Enhanced Green Fluorescent Protein,
Quand la protéine fluorescente verte rencontre l’art

Enhanced Green Fluorescent Protein. When the green fluo protein meets the art

Alexandra BOUCHERIFI

Résumé

Si les évolutions scientifiques éveillent l’intérêt des artistes, la génétique et la biotechnologie autorisent depuis quelques années l’invention de nouveaux imaginaires.
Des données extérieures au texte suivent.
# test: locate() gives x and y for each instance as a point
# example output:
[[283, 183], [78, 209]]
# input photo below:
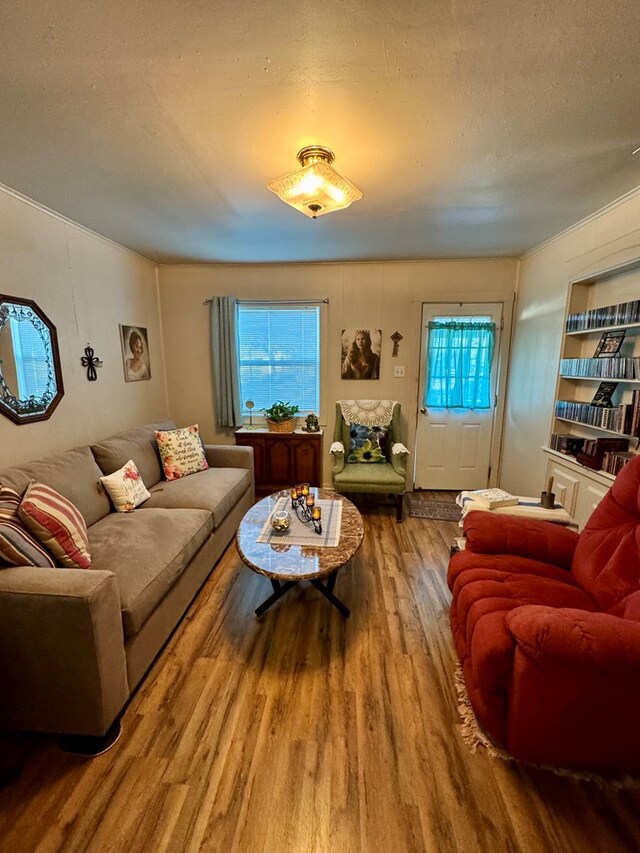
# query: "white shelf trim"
[[600, 429], [625, 326], [600, 379], [572, 462]]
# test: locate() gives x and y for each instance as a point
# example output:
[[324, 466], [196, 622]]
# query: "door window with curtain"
[[459, 356], [279, 355]]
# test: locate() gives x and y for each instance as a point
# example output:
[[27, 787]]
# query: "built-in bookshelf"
[[595, 426]]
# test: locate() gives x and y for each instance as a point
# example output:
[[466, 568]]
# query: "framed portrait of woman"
[[360, 356], [135, 353]]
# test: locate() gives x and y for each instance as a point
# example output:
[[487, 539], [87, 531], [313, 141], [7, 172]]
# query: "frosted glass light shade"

L’utilisation de la protéine verte fluorescente, une substance luminescente présente à l’état naturel dans une méduse, permettant de multiples actions en biologie et chimie du vivant, inspire le monde de l’art contemporain.

Abstract

Artists are inspired by scientific developments, and recently, biotechnology and genetic engineering have provided the chance to create new imaginary worlds. The use of green fluorescent protein, a luminescent substance naturally present in a jellyfish, which allows for multiple actions in biology and chemistry of life, inspires the world of contemporary art.
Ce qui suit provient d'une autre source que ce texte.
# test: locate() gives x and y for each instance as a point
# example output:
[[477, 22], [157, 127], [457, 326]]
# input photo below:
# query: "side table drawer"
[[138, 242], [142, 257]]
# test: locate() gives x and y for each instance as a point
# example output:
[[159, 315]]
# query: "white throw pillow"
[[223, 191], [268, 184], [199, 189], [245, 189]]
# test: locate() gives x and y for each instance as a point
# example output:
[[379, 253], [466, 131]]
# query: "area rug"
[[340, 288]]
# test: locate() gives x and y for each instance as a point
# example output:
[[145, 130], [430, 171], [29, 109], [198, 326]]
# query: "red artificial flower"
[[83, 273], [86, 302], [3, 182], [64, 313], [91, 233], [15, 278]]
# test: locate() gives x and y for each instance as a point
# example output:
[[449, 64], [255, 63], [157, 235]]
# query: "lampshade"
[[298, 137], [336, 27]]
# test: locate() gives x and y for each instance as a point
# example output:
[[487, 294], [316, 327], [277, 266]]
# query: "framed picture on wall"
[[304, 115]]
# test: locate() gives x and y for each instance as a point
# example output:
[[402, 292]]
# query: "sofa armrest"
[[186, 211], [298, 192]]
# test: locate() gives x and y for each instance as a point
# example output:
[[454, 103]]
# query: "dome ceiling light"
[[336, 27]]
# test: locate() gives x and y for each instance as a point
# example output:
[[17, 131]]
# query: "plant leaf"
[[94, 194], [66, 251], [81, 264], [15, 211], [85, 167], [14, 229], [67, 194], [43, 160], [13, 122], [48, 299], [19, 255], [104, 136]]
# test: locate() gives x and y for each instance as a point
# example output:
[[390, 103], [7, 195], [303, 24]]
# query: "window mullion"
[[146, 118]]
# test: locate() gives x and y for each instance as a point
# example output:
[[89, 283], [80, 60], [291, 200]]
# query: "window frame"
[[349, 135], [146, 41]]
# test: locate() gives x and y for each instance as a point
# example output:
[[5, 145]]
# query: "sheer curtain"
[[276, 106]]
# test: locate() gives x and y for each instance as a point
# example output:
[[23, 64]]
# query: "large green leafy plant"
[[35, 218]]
De la découverte et amélioration de la Green Fluorescent Protein

De nombreux organismes vivants terrestres tels que les lucioles ou les vers luisants sont capables d’émettre de la lumière par un phénomène appelé bioluminescence, grâce à des réactions enzymatiques. Ce phénomène se rencontre également dans les océans mais il y existe également des animaux émettant de la fluorescence (émission de lumière suite à une excitation lumineuse d’une autre couleur), notamment des coraux, des anémones et des méduses, à l’instar de la méduse Aequora victoria contenant un gène codant pour une protéine fluorescente verte (Green Fluorescent Protein : GFP).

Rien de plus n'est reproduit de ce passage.